Nouveaux contes de Noël
MOURETTE ET PERDIGALET
Ils n’ont certes pas tort ceux-là qui, aussitôt qu’apparaît à l’horizon décembre, mitouflés de fourrures, prennent le train pour Antibes, Monaco, Nice et tant d’autres coins presque africains de notre Provence. Car elle est charmante cette Afrique d’où l’on voit la neige briller ; d’où l’on peut, assis sous un palmier, entre un clos d’orangers et un champ d’anémones, sur le bord d’une mer riante qu’éclaboussent mille rayons, admirer les Alpes violettes qu’ourle à leur crête une mince ligne d’argent, chaque jour plus voisine et plus élargie.

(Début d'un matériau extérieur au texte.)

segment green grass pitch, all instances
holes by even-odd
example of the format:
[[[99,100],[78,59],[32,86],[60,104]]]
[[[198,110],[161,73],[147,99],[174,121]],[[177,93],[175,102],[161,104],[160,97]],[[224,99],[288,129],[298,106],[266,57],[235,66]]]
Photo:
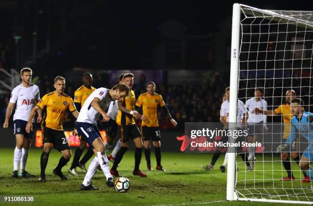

Mais dans ces climats trop fortunés il est bien rare qu’à force de s’élargir et de descendre, aidée parfois d’un coup de vent, la neige finisse par gagner la plaine. Chez nous, région déjà montagneuse bien que l’olivier y prospère, on a plus souvent sa visite. Et c’est toujours une fête quand arrive la neige, n’y en eût-il qu’un travers de doigt, juste ce qu’il faut, comme disent les Japonais et Philippe Burty, pour qu’un petit chien, se promenant, puisse dessiner des marguerites avec ses pattes.
Quel miracle ! Quelle féerie ! Pendant la nuit tout le paysage a changé. Mais le ciel est pur comme un lapis, le matin s’est levé superbe, et il fait tiède sous les roches, à cet abri connu où le soleil donne. Vous diriez, à voir le temps si doux et les amandiers tout blancs sur les pentes, qu’un nouveau printemps vient de naître et que le vent des fleurs a soufflé.
Un printemps gourmand, par exemple ! Car, dans les champs sans route où marque, noire au milieu d’une nappe blanche, la piste matinale du facteur rural, s’avancent des troupeaux de dindes qu’on mène, gloussant, au marché. Un printemps qui annonce Noël : le grand repas, la bûche bénie ; le nougat au miel, brun tambour-major de tout un régiment de friandises ; et les bouteilles de clairette jetant leur bouchon au plafond dans une éruption de mousse en perles ; et les poires d’hiver à peau glacée qu’on va, pour le dessert de minuit, chercher avec grand’mère, sur la paille où mûrit la sorbe, dans la bonne odeur du fruitier.
Il annonce aussi, ce printemps d’un jour dont les fleurs faites de cristaux fondent déjà en gouttelettes, il annonce aussi le retour des bons contes à la veillée.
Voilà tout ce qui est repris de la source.